The molecular studies of the emergence of various infectious diseases have presented historians with new evidence to contextualise. For instance, the strong forces of urbanisation, forced relocation, and biome conversion have long changed the environments where infectious diseases might spread. Depending on the pathogen, these changes may have increased or decreased transmissions. Over the past ten years, the research of infectious disease processes in Africa has gained increased importance due to the devastating mortality and morbidity crises caused by the AIDS epidemic, the revival of malaria, and the concurrent spread of tuberculosis as an opportunistic infection.

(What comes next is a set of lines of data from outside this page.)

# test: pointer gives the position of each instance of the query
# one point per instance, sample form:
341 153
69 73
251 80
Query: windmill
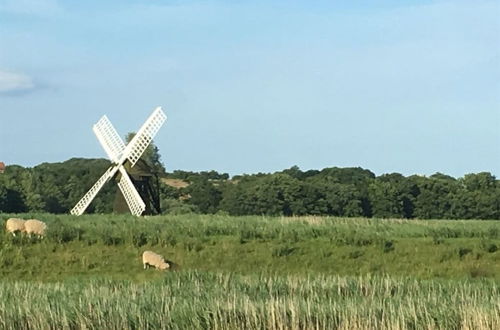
119 154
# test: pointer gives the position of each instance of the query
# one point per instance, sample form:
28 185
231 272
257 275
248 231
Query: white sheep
150 258
13 224
37 227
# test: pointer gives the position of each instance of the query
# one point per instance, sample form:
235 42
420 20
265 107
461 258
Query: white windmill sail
132 197
144 136
109 139
82 205
118 154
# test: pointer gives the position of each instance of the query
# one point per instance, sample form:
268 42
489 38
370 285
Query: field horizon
251 272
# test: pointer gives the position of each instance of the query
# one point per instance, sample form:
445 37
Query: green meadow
252 272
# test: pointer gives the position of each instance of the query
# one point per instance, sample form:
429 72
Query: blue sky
392 86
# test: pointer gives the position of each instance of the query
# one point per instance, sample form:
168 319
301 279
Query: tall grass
202 300
111 245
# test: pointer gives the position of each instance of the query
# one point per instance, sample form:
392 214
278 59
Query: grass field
252 272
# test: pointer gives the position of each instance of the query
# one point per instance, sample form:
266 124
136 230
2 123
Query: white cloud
11 82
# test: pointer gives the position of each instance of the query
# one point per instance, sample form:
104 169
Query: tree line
347 192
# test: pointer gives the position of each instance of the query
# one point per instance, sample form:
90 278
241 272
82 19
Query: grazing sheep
150 258
36 227
13 224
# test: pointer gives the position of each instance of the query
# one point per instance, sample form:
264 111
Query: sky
411 87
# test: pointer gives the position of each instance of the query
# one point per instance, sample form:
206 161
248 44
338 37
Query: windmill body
119 153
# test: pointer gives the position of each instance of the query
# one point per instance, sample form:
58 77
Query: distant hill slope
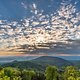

For instance, the rapid urbanisation processes have focused the demand for bush meat in urban areas, increasing the likelihood that pathogens from their wild animal hosts may be introduced. Cholera has grown endemic in Africa as a result of the refugee camps’ inadequate plans for handling human waste, which have made it easier for infections to spread through the faecal-oral route. Because malaria vector mosquitoes require clean water to breed, the pollution of water sources in some of the significant peri-urban areas has decreased the spread of malaria. However, it also increases water-borne pathogens and creates a “toxic fringe” around the cities.
Conclusion
Continuous research and global collaboration are essential to address these public health concerns, especially given Africa’s unique challenges. In areas vulnerable to infectious diseases, disease surveillance proves to be a phenomenally successful tactic. Because transnational epidemics are unpredictable and substantially influence economic stability, morbidity, and mortality, robust surveillance and reporting systems must be established and strengthened at the individual, regional, national, and international levels.